From Saturday's Globe and Mail

The confessions of a sentence junkie may not have the inherent squalid drama of accounts by opium eaters, World of Warcraft addicts or even chocoholics, but the self-revelation can be every bit as fraught.

In Reading Like a Writer, Francine Prose tells the story of young author she knows who, when asked by his high-powered agent what subjects he was most interested in writing about, confessed that “[w]hat he really cared about, what he wanted most of all was to write … really great sentences.”

His agent told him, after a sigh (no doubt a heavy one): “Promise me that you will never, ever in your life say that to an American publisher.”

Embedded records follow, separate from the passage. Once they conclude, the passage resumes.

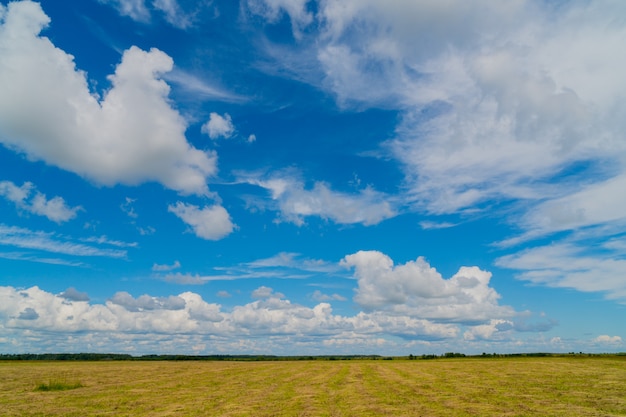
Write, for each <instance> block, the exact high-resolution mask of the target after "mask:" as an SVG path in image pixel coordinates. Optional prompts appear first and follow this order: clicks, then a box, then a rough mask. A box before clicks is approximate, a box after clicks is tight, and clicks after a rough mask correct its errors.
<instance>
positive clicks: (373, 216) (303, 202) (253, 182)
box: [240, 174, 397, 226]
mask: <svg viewBox="0 0 626 417" xmlns="http://www.w3.org/2000/svg"><path fill="white" fill-rule="evenodd" d="M240 181H241V182H244V183H248V184H252V185H257V186H259V187H261V188H264V189H265V190H267V191H268V192H269V193H270V196H271V199H272V200H273V201H274V203H275V205H276V209H277V210H278V211H279V212H280V215H281V217H280V218H281V219H283V220H285V221H288V222H292V223H294V224H296V225H299V226H301V225H303V224H304V219H305V218H307V217H320V218H322V219H327V220H331V221H333V222H334V223H337V224H363V225H365V226H371V225H375V224H378V223H380V222H382V221H384V220H386V219H389V218H392V217H395V216H396V215H397V211H396V208H395V207H394V199H393V198H392V197H391V196H389V195H387V194H385V193H381V192H379V191H376V190H374V189H373V188H371V187H369V186H368V187H365V188H364V189H362V190H359V191H358V192H356V193H346V192H339V191H335V190H333V189H332V188H331V187H330V185H329V184H326V183H324V182H319V181H318V182H315V183H314V185H313V187H312V188H310V189H307V187H306V186H305V184H304V183H303V182H302V181H300V180H298V179H297V177H294V176H293V175H283V174H276V175H274V176H269V177H268V178H262V177H259V176H255V175H248V176H245V175H242V178H241V179H240Z"/></svg>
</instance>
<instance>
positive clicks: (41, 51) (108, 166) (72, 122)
mask: <svg viewBox="0 0 626 417" xmlns="http://www.w3.org/2000/svg"><path fill="white" fill-rule="evenodd" d="M49 22H50V19H49V18H48V17H47V16H46V15H45V14H44V12H43V11H42V10H41V6H40V5H39V4H38V3H33V2H14V3H10V4H9V6H8V8H7V12H6V14H5V16H4V19H3V22H2V26H1V28H0V55H2V57H3V59H2V61H1V62H0V126H2V128H1V132H0V133H1V134H0V140H2V142H3V143H4V144H5V145H6V146H8V147H11V148H14V149H17V150H20V151H21V152H24V153H25V154H27V155H28V157H29V158H31V159H35V160H43V161H45V162H47V163H49V164H52V165H56V166H58V167H60V168H62V169H65V170H68V171H71V172H74V173H77V174H79V175H81V176H83V177H85V178H88V179H90V180H92V181H94V182H96V183H99V184H103V185H114V184H117V183H123V184H129V185H135V184H139V183H143V182H146V181H158V182H160V183H162V184H163V185H164V186H165V187H167V188H170V189H173V190H176V191H179V192H182V193H187V194H188V193H195V194H207V193H208V190H207V184H206V179H207V177H209V176H211V175H214V174H215V173H216V170H217V168H216V155H215V154H214V153H213V152H204V151H200V150H198V149H195V148H194V147H192V146H191V145H190V144H189V143H188V142H187V140H186V138H185V129H186V128H187V124H186V122H185V120H184V119H183V117H182V116H181V115H180V114H179V113H178V112H177V111H176V110H175V109H173V108H172V107H171V105H170V102H169V100H168V94H169V90H170V89H169V86H168V85H167V84H166V83H165V82H164V81H162V80H161V79H160V78H159V77H160V75H161V74H163V73H167V72H168V71H170V70H171V69H172V67H173V62H172V59H171V58H170V57H169V56H167V55H166V54H165V53H163V52H161V51H159V50H157V49H151V50H150V51H149V52H146V51H142V50H141V49H139V48H137V47H131V48H130V49H128V50H127V51H125V52H124V54H123V57H122V61H121V63H120V64H119V65H118V66H117V68H116V70H115V73H114V74H113V75H111V76H110V77H109V80H110V81H111V84H112V87H111V88H110V89H109V90H108V91H107V93H106V94H105V96H104V97H103V98H102V99H99V98H97V97H95V96H94V95H92V94H91V93H90V91H89V88H88V86H87V80H86V75H85V73H83V72H82V71H80V70H77V69H76V66H75V63H74V60H73V57H72V56H71V55H68V54H67V53H65V52H64V51H62V50H60V49H58V48H56V47H55V46H54V45H53V44H52V42H51V41H50V40H49V39H48V38H45V37H41V36H39V32H40V31H41V30H42V29H43V28H44V27H45V26H46V25H47V24H48V23H49ZM33 120H37V123H33Z"/></svg>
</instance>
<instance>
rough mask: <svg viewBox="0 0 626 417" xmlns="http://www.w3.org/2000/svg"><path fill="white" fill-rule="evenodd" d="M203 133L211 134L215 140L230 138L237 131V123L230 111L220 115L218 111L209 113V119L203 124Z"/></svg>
mask: <svg viewBox="0 0 626 417" xmlns="http://www.w3.org/2000/svg"><path fill="white" fill-rule="evenodd" d="M201 131H202V133H205V134H207V135H209V137H210V138H211V139H213V140H215V139H219V138H226V139H228V138H229V137H231V136H232V135H233V133H235V125H233V121H232V119H231V118H230V115H229V114H228V113H226V114H224V116H220V115H219V114H217V113H211V114H210V115H209V121H208V122H206V123H205V124H203V125H202V128H201Z"/></svg>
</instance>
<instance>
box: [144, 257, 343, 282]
mask: <svg viewBox="0 0 626 417" xmlns="http://www.w3.org/2000/svg"><path fill="white" fill-rule="evenodd" d="M153 271H154V272H157V277H158V278H159V279H163V280H164V281H167V282H172V283H177V284H182V285H203V284H206V283H208V282H211V281H234V280H243V279H259V278H272V279H308V278H312V277H314V276H319V275H326V274H338V275H345V270H344V269H343V268H341V267H340V266H339V265H338V264H337V263H334V262H328V261H325V260H322V259H310V258H306V257H304V256H302V255H301V254H298V253H291V252H280V253H278V254H276V255H274V256H271V257H269V258H263V259H257V260H254V261H250V262H244V263H240V264H238V265H235V266H230V267H214V268H212V272H211V273H205V274H198V273H183V272H176V273H171V272H170V271H166V270H165V269H162V270H156V269H154V267H153Z"/></svg>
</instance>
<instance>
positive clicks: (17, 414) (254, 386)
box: [0, 357, 626, 417]
mask: <svg viewBox="0 0 626 417" xmlns="http://www.w3.org/2000/svg"><path fill="white" fill-rule="evenodd" d="M625 359H626V358H620V357H589V358H587V357H571V358H568V357H547V358H498V359H493V358H492V359H480V358H465V359H438V360H411V361H409V360H390V361H383V360H352V361H319V360H318V361H276V362H220V361H203V362H192V361H181V362H165V361H157V362H138V361H137V362H136V361H124V362H62V361H56V362H38V361H32V362H31V361H8V362H0V415H2V416H170V415H172V416H173V415H180V416H255V417H256V416H463V415H472V416H474V415H475V416H529V415H536V416H623V415H626V360H625ZM53 383H56V384H59V385H60V386H61V387H63V386H65V387H67V388H68V389H65V390H63V389H59V390H54V389H52V390H42V389H39V388H40V387H41V386H42V385H44V386H48V384H49V385H50V386H53ZM38 387H39V388H38Z"/></svg>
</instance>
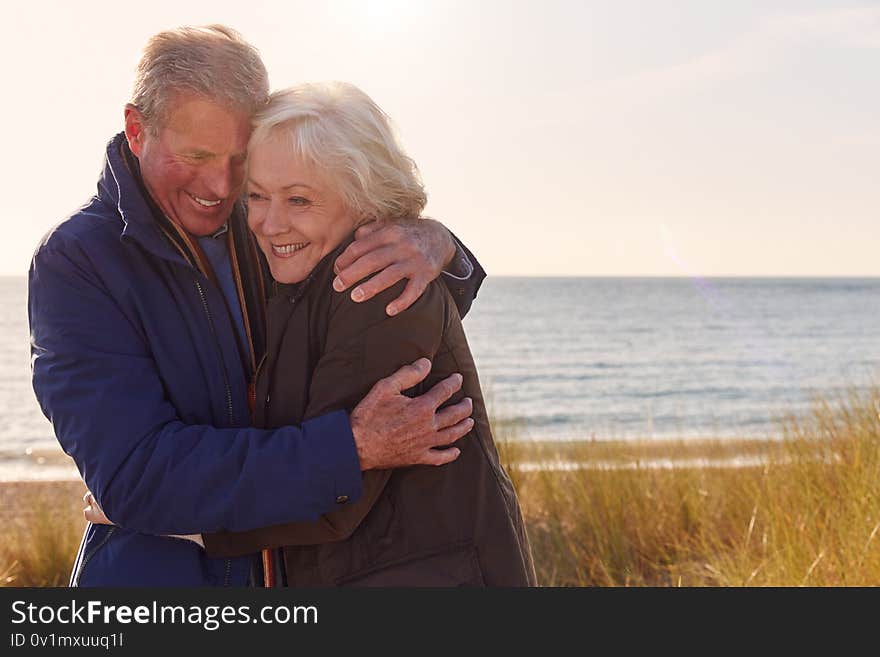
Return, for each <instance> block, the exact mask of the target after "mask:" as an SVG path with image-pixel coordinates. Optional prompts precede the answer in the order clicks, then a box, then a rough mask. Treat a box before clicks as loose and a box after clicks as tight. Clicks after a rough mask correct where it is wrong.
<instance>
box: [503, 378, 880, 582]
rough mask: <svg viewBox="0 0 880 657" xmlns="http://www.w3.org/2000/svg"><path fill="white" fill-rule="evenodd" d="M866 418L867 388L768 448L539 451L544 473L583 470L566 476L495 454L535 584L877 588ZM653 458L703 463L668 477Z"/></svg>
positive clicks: (540, 445)
mask: <svg viewBox="0 0 880 657" xmlns="http://www.w3.org/2000/svg"><path fill="white" fill-rule="evenodd" d="M878 411H880V391H878V390H876V389H875V390H872V391H868V392H863V393H856V392H853V393H850V394H849V396H848V397H846V398H845V399H841V400H838V401H837V402H836V403H830V402H827V401H817V402H816V404H815V406H814V409H813V411H812V413H811V414H810V415H808V416H807V417H790V418H787V419H786V420H785V422H784V424H783V426H782V427H781V429H780V433H781V436H782V438H783V439H782V440H778V441H764V442H763V443H761V441H733V442H730V443H725V442H724V441H716V443H715V444H714V445H707V444H701V443H700V442H698V443H694V444H691V445H685V444H677V443H665V444H664V443H659V444H657V443H655V444H646V443H635V444H629V445H624V446H619V445H614V444H606V445H596V444H593V443H580V444H566V445H562V446H561V447H560V448H559V453H560V454H561V456H560V457H558V458H557V457H556V455H555V454H554V447H553V446H552V445H548V444H542V445H539V446H538V453H539V454H540V457H541V460H543V461H544V462H545V463H547V462H550V463H552V462H554V459H555V460H556V461H557V462H566V461H567V462H571V461H577V462H580V463H582V464H583V465H584V466H585V467H583V468H581V469H577V470H569V471H559V470H553V469H544V470H541V469H537V470H529V471H525V472H523V471H517V465H518V463H522V462H523V458H533V457H534V454H532V455H531V457H530V456H528V455H527V452H528V446H524V445H522V444H516V445H512V446H511V445H509V444H504V446H503V447H504V448H505V449H504V450H503V451H504V454H505V458H506V459H507V461H508V463H509V468H510V470H511V472H512V473H513V474H514V477H515V480H516V484H517V487H518V490H519V492H520V499H521V503H522V505H523V510H524V513H525V515H526V517H527V523H528V528H529V535H530V539H531V542H532V549H533V552H534V555H535V562H536V567H537V569H538V576H539V581H540V582H541V583H542V584H543V585H546V586H876V585H878V584H880V536H878V533H880V419H878ZM508 447H512V448H513V449H512V452H513V453H512V454H511V453H509V452H508V450H507V449H506V448H508ZM743 448H745V449H744V451H745V453H746V454H747V455H749V456H750V457H751V458H749V459H746V460H745V462H744V463H743V459H742V458H740V456H741V454H740V453H738V450H741V449H743ZM597 454H599V458H598V466H597V467H590V466H591V463H592V464H593V465H596V463H597V456H596V455H597ZM755 457H759V458H755ZM658 459H659V461H658ZM663 459H672V460H673V461H675V460H678V461H681V460H684V459H696V461H700V460H701V459H702V460H703V461H704V462H703V463H702V464H697V465H693V464H692V465H689V466H686V467H682V466H678V467H666V464H665V462H664V460H663ZM723 459H728V462H727V463H724V460H723ZM624 466H625V467H624Z"/></svg>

It has been a decade since the infamous A Reader’s Manifesto was published in The Atlantic Monthly. This screed by one B.R. Myers, which flayed the prose of E. Annie Proulx, Cormac McCarthy, Don DeLillo, Paul Auster and others, waged an attack on what he called “the sentence cult.”

As a card-carrying cult member, I can still recall the sting of the assault. Myers’s primary targets were reviewers who felt compelled to tell the reader “some nonsense about sentences that ‘slither and pounce,” blinded by the pretension and vapidity of contemporary literary fiction. (An extreme example, but it’ll do: In a Globe and Mail review in 2000, I spent the first four paragraphs waxing ecstatic over Rick Moody’s way with a sentence.)

Worse yet, the examples Myers used to lay waste to DeLillo and Moody, the novel White Noise and the short story Demonology are in my junkie pantheon.

The highest praise non-members of the cult can give a book is the wan “The writing doesn’t call attention to itself.” In other words, just get on with the story so that the reader can pretend it wrote itself. (A twist on Roland Barthes’s death of the author?)

The go-to guy for these puritans, who no doubt have Strunk & Whites’ The Elements of Style tattooed on their chests, is Elmore Leonard: “If it sounds like writing, I take it out.” (The advice of those spoilsports Strunk & White would eviscerate the King James New Testament, with its rule-breaking sentences beginning with prepositions and replete with oddly placed italics. (A personal favourite: “For without are dogs, and sorcerers, and whoremongers, and murderers, and idolaters, and whosoever loveth and maketh a lie”: Revelations 22:15)

So hail the new junkie king, Stanley Fish, and his slender but potent volume How to Write a Sentence: and How to Read One. Fish, a distinguished law professor and literary theorist, and a New York Times columnist, is the anti-Strunk & White. (In fact, he has a chapter titled Why You Won’t Find The Answer in Strunk and White.) Fish belongs to the “tribe of sentence watchers” who exalt over the performance of a sentence in the same way sports junkies exclaim while watching highlights; “[Y]ou know,” he writes, “the five greatest dunks, or the ten greatest catches.”

In a joyful and lucid manner, Fish demonstrates that the issue is not an oppositional “style versus content” or “style versus substance,” but that style IS substance: “The shaping power of language cannot be avoided. … We can only choose our style, not choose to abandon style, and it behooves us to know what the various styles in our repertoire are for and what they can do.”

Fish finds slam dunks everywhere from Milton to Martin Luther King Jr., from Henry James to Hemingway, from Joyce to a quote from Joan Crawford.